The S&P 500 will climb to 6,500 — a better than 9% increase from Thursday's close — by year-end, according to 44% of the 27 responses in a Markets Live Pulse survey.
The index was seen reaching that level by the first half of next year by 26% of participants, with 11% saying it would happen in the second half and the remainder estimating 2027 or later.
A rally to 6,500 would likely mean the market fully moves on from concerns that President Donald Trump's tariffs may severely damage the economy. It would represent a substantial recovery from the impact of the trade war, which currently has the US benchmark hovering just above its starting level for 2025.
Expectations for the dollar are gloomier, with 68% of the 25 respondents to that question forecasting the US currency will keep falling at least until the first half of next year. That includes the 40% of participants who expect the depreciation trend to extend into 2027.
The MLIV panel discussed both whether US exceptionalism in equities was past its use-by date, and the potential that concerns about how sustainable the dollar's haven role has become.
The survey responses may be taken to signal doubts that US equities will be knocked from their perch anytime soon, especially given the still-positive impacts from the AI boom expected to feed through into corporate earnings.

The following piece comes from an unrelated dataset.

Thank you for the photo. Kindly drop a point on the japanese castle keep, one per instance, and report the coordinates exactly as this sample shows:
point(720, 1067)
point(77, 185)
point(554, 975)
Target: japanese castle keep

The dollar's downtrend is seen as far more sustainable. That signals respondents may be leaning into the idea that the currency channel will go on being the clearest expression of concerns regarding US assets in general.
If investors are going to be demanding a greater premium to put their money into the US that will come via a lower US dollar level, rather than via sustained, serious declines in nominal asset prices.
As for Treasuries, responses were more evenly split. A modest majority, 56% of the 25 who answered that question, expected the 10-year yield to end 2025 at 4.6% or above. That included the 24% of the total who forecast it would be above 5%. The yield was at 4.39% on Thursday. Some 20% saw it dropping below 4%.